W tym roku książek o tematyce bożonarodzeniowej jest więcej niż w innych latach. Kilka przeczytam, bo lubię te trochę baśniowe opowieści, z dobrym zakończeniem, pachnące cynamonem, pierniczkami, skrzące się śniegiem, blaskiem świec. I choć do grudnia jeszcze trochę czasu, już otulam się grudniową magią, bo oswajam listopad przecież :)))

wtorek, 22 października 2019

Złote skrzydła października...

Jakiż piękny jest tegoroczny październik, jak złoci się w słońcu, błogosławi kolorami. W pejzażu przybyło czerwieni i purpury, żółci nakrapianych brązem, miedzianych odcieni, a wszystko to na tle wciąż żywej zieleni. Pięknie jest!

Pięknie jest na spacerach w moim wioskowym ogrodzie, w ścieżkach wysypanych liśćmi, których odcieni opisać nie sposób, w koronach drzew nieco już ażurowych, w słońcu pastelowym, które wydobywa z tej liściowej pory te wszystkie półcienie, półtony i refleksy. Pięknie jest popołudniową porą, kiedy słońce odchodzi, a niebo płonie tą czerwienią, która przywołuje melancholie i nostalgie trudne do zdefiniowania, ale pozytywnie dotykające duszy i serca. I wieczorami jest pięknie, kiedy szafirowy zmrok łasi się kocio za oknem, kiedy płomykami świec złocę czas, nastawiam płytę z jakimś jazzem i czuję się tak po mojemu dobrze...

Kończy się moje zwolnienie lekarskie. W czwartek wracam do pracy. I cieszę się, i nie :) Choć trwała moja rekonwalescencja, obwarowana różnymi: "nie można, nie należy, uważać, oszczędzać się", to dobry to był czas dla mnie. Wypoczywałam, czytałam, oglądałam filmy i seriale. I byłam na wspaniałym koncercie w filharmonii szczecińskiej, kiedy to występowała Grand Orkiestra z Odessy, wykonując piosenki francuskie...

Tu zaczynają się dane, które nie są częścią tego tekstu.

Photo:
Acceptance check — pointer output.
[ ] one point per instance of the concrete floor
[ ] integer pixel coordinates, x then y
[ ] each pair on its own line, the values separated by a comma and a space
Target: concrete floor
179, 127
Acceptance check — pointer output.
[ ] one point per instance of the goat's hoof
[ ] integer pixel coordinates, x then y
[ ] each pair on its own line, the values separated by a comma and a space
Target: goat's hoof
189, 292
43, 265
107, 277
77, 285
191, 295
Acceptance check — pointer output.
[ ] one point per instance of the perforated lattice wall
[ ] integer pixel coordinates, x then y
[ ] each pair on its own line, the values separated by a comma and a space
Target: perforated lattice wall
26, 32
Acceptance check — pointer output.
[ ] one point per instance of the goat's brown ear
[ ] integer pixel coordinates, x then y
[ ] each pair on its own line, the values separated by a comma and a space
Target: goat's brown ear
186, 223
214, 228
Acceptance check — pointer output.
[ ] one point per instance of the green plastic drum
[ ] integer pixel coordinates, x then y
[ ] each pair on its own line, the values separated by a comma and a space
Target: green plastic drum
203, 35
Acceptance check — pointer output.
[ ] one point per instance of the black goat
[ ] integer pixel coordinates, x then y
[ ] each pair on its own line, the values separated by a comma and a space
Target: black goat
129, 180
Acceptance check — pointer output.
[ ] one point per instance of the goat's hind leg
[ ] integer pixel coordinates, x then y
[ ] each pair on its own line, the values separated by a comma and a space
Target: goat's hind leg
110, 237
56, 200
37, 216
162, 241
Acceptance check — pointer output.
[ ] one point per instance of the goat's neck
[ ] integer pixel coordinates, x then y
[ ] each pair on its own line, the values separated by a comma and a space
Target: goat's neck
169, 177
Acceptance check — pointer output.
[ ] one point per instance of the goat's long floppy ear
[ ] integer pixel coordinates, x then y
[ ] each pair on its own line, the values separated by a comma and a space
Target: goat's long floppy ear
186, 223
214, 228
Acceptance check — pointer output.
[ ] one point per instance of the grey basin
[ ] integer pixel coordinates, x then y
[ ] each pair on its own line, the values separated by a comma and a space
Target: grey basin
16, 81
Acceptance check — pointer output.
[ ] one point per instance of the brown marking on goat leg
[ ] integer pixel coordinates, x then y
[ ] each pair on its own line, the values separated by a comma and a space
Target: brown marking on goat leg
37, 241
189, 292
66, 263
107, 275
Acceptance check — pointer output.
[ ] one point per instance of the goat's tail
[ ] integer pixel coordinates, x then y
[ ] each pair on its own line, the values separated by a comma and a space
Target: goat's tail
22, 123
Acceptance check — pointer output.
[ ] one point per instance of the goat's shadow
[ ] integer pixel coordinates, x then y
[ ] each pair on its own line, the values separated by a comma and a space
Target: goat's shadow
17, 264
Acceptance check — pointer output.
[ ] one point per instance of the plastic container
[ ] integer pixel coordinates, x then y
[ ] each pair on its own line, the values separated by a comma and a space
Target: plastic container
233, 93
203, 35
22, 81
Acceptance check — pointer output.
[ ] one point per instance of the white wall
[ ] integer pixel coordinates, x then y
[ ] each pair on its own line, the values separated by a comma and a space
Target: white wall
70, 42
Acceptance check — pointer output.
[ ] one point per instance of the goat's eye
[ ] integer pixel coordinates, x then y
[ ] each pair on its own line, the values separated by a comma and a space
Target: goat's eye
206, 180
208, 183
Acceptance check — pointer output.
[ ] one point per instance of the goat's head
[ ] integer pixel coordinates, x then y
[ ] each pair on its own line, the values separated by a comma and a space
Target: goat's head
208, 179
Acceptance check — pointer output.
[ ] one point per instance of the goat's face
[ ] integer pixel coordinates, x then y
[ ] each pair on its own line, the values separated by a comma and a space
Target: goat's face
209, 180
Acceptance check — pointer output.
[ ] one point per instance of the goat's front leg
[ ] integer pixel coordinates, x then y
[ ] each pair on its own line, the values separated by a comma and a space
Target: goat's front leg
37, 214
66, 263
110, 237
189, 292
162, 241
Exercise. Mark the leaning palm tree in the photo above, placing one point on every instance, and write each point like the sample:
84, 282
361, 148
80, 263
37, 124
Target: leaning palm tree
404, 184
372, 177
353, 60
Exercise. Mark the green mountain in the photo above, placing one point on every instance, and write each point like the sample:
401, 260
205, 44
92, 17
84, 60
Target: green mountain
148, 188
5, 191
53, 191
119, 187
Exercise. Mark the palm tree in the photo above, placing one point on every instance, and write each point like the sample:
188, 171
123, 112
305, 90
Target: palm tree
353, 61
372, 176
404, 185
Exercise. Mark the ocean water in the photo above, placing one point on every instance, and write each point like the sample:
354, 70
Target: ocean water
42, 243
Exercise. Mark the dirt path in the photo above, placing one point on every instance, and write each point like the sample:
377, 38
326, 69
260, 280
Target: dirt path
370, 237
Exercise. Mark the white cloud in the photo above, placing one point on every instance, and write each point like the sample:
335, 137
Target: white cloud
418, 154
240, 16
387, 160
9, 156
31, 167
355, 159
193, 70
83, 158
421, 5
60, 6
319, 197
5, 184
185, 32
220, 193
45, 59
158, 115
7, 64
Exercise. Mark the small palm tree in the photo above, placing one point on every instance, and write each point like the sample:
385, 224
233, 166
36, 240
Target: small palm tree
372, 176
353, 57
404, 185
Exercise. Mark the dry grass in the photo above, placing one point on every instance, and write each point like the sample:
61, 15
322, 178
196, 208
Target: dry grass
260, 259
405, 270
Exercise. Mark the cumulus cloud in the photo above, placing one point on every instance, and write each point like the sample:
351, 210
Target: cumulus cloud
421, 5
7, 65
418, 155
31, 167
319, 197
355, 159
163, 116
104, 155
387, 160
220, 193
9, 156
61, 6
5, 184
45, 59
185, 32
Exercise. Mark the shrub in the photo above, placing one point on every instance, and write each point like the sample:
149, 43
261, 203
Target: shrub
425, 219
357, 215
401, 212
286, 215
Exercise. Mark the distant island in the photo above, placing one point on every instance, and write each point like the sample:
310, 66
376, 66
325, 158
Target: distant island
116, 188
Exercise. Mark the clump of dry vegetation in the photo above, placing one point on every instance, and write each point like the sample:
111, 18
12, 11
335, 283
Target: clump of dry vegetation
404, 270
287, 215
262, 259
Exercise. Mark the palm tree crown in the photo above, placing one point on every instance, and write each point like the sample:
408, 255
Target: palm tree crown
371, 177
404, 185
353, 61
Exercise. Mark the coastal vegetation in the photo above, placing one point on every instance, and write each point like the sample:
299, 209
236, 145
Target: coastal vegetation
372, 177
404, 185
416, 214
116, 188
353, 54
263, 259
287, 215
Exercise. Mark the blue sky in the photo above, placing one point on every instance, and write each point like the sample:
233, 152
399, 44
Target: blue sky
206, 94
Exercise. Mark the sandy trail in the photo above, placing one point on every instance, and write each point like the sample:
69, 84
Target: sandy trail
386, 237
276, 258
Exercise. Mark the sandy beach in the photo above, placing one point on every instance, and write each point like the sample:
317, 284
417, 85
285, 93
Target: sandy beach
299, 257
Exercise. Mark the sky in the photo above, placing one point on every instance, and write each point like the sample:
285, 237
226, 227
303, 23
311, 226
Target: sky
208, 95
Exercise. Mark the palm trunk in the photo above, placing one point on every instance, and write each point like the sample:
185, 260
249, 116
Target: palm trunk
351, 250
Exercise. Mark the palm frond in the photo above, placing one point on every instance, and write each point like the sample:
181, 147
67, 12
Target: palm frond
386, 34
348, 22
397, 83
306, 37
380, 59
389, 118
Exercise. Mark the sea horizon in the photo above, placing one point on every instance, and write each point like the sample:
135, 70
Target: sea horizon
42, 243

I my na widowni znaleźliśmy się pod dachami Paryża, na Polach Elizejskich, pod Wieżą Eiffla, w kabaretach itd. Było lirycznie, zabawnie, wzruszająco, przejmująco, cudownie. Wykonawcy mieli cudowne głosy i charyzmę. Kiedy jedna z wykonawczyń wykonywała piosenki Edith Piaf, miałam wrażenie, że to sama pieśniarka śpiewa tym swoim charakterystycznym głosem...

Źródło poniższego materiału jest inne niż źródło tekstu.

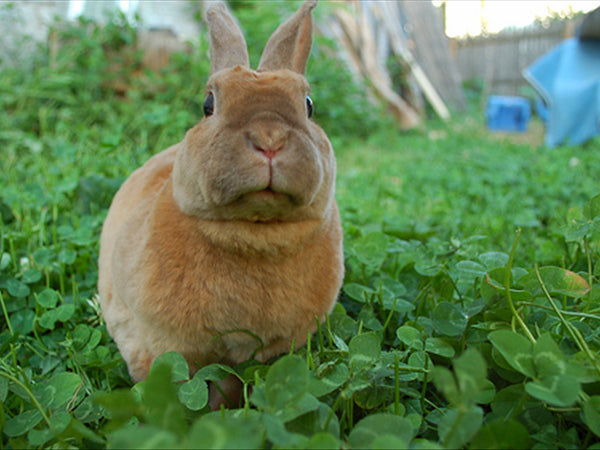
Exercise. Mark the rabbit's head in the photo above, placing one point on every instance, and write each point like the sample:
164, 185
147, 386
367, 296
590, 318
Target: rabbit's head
256, 155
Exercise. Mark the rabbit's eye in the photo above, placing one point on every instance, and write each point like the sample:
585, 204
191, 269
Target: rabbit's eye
209, 104
309, 106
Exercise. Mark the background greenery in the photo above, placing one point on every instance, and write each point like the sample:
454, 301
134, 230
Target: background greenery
469, 314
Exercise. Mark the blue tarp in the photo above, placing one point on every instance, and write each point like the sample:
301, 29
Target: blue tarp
568, 79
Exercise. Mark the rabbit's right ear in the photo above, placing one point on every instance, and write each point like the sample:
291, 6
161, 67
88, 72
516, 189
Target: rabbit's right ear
227, 44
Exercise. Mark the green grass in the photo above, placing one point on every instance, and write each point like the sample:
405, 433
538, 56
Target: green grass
469, 314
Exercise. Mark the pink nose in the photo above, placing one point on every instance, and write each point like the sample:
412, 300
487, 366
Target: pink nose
268, 152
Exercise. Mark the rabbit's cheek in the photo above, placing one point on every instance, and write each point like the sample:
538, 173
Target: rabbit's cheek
300, 175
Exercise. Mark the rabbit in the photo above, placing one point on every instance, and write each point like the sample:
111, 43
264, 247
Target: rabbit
228, 245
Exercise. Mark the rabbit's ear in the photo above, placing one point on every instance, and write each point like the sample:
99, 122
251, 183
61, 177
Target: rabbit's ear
227, 44
289, 46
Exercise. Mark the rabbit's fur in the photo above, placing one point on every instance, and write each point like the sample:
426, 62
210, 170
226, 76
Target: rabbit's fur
233, 233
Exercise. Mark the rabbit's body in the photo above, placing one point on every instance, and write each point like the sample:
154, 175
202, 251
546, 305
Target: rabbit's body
227, 245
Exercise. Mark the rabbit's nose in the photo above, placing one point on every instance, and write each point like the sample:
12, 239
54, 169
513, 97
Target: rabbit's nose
268, 142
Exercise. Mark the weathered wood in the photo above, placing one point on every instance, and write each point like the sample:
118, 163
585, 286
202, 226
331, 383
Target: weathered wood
432, 49
498, 60
358, 42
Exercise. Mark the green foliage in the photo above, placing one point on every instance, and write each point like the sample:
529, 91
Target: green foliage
451, 330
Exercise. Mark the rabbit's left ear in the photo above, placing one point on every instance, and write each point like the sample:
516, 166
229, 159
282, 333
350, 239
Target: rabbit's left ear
289, 46
227, 44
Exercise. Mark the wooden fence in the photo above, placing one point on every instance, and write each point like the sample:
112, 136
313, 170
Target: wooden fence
498, 60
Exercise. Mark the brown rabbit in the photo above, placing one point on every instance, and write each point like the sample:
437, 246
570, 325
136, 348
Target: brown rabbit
234, 231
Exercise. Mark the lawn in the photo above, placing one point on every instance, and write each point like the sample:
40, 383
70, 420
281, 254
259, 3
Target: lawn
468, 318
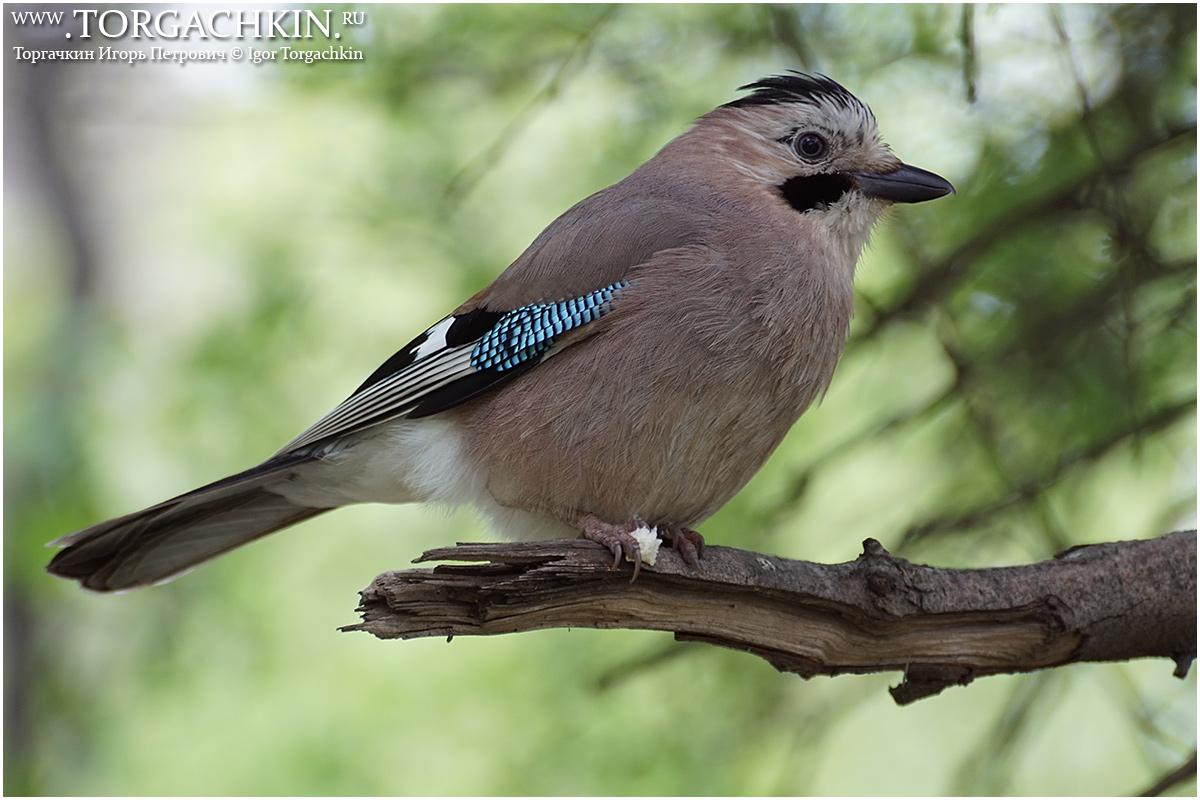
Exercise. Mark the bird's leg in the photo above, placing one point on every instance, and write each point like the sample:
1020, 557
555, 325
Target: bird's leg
685, 541
618, 539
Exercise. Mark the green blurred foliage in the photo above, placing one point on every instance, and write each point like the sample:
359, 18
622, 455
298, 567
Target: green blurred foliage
201, 260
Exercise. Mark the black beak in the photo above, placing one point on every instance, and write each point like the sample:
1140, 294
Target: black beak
905, 185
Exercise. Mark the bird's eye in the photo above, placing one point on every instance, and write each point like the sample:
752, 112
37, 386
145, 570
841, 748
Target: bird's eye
811, 146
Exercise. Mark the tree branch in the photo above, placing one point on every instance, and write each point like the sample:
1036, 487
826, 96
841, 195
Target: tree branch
879, 613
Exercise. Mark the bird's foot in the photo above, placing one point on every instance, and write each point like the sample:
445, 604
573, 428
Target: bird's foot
619, 540
623, 542
685, 541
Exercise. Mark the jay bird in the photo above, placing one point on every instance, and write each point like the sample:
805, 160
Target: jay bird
633, 368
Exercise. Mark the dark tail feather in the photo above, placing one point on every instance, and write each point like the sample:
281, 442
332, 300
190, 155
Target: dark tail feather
165, 541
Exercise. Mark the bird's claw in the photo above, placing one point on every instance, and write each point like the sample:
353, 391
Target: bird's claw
618, 539
685, 541
623, 545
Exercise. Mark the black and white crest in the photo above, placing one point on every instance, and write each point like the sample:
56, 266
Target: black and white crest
796, 88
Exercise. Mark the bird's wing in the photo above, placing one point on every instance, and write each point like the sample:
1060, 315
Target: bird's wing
543, 302
462, 356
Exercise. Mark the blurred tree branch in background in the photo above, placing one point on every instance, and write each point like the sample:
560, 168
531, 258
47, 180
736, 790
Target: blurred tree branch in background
879, 613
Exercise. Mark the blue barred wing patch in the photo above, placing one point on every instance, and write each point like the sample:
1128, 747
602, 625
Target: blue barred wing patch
460, 358
525, 334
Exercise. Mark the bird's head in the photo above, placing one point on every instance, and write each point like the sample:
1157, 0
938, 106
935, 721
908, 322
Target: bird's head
819, 146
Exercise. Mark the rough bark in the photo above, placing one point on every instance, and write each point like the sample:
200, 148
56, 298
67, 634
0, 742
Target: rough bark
879, 613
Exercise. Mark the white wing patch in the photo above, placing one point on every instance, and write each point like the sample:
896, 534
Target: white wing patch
399, 394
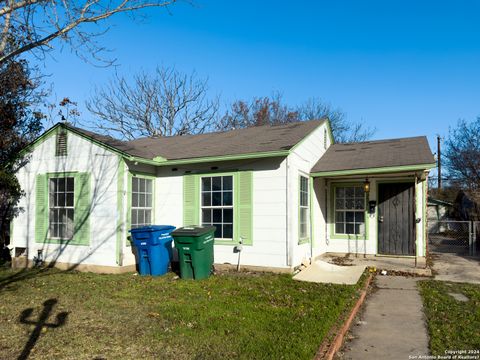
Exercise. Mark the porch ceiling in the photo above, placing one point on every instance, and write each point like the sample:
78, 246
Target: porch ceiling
375, 157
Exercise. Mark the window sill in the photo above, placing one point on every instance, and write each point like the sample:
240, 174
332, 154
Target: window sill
63, 242
349, 237
303, 241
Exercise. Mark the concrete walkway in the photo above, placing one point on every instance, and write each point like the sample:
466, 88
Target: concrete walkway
392, 325
451, 267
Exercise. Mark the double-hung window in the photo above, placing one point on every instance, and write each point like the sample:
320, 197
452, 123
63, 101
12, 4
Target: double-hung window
142, 201
217, 205
61, 207
304, 208
349, 210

Weekend spędziłam u M. Potrzebowałam innego nieba nad głową, innych miejsc, inaczej spędzanego czasu. I choć nie mogłam jeszcze się forsować nadto, spacerowaliśmy długo, ciesząc oczy złotą jesienią, zawężając świat do przytulnej knajpki, spędzając wieczór w domowych zaciszu...

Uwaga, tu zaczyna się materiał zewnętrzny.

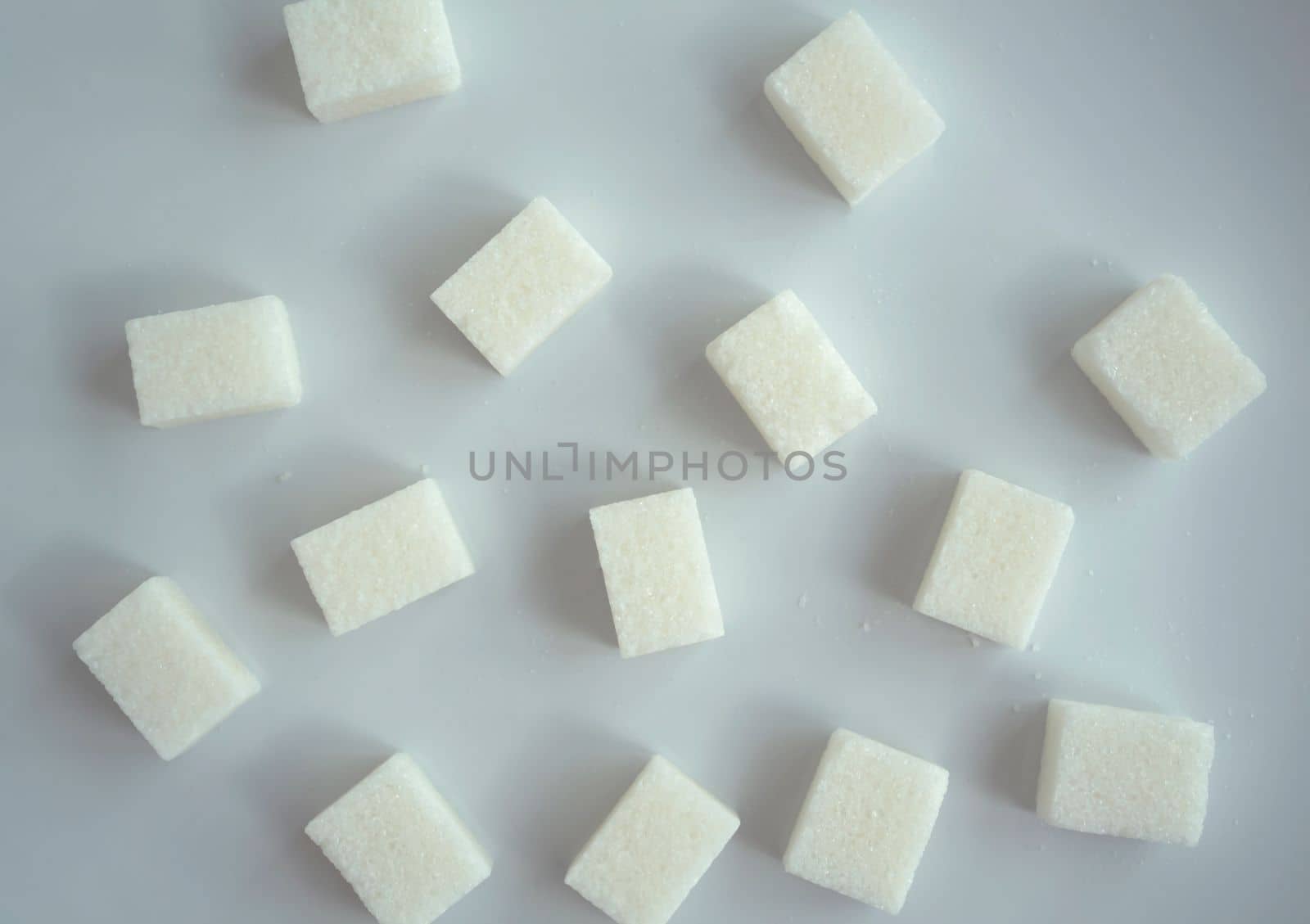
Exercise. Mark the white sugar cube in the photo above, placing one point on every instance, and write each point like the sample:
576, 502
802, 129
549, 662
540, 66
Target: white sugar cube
657, 572
522, 286
1124, 773
383, 557
400, 845
1168, 368
655, 845
866, 821
853, 107
355, 56
995, 559
164, 666
789, 378
214, 362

Mam już kolejny tom sagi o Lipowie. Ciekawa jestem kolejnej mrocznej historii opowiedzianej przez Puzyńską. A do czytania mam herbatę pachnącą prażonymi kasztanami...

A za tydzień spotkam się bratem i bratankiem i nucę z radości pod nosem laj, laj, laj :)

środa, 2 października 2019

Z milczenia...

Deszcz srebrzy świat. Pada, leje, kropi, mży i tak od kilku dni. Z tęsknoty za słońcem zapalam świeczkę, bo "taki wieczór choć rano". A ona pachnie pięknie jesienią, pachnie cynamonem i jabłkami. I kawą pyszną się raczę o nazwie "Rozgrzewający rum". Są w niej nuty imbiru i rumu właśnie, idealne na taki dzień jak ten...

Domowa jestem. Czytam, oglądam seriale na Netflixie. Teraz "Hinterland". To brytyjska produkcja. Ma niesamowity nastrój. Akcja dzieje się w walijskim miasteczku, które wydaje się być idylliczne, ale takie nie jest. Położone nad morzem, otoczone niezwykłą, dziką naturą. A mieszkańcy mają swoje mroczne tajemnice, ich losy wciągają i emocjonują. W tej małej społeczności święty spokój chce odnaleźć poraniony przez życie detektyw Tom Mathias. Niestety musi zmierzyć się z mrocznymi sprawami małego miasteczka. Ogląda się wybornie...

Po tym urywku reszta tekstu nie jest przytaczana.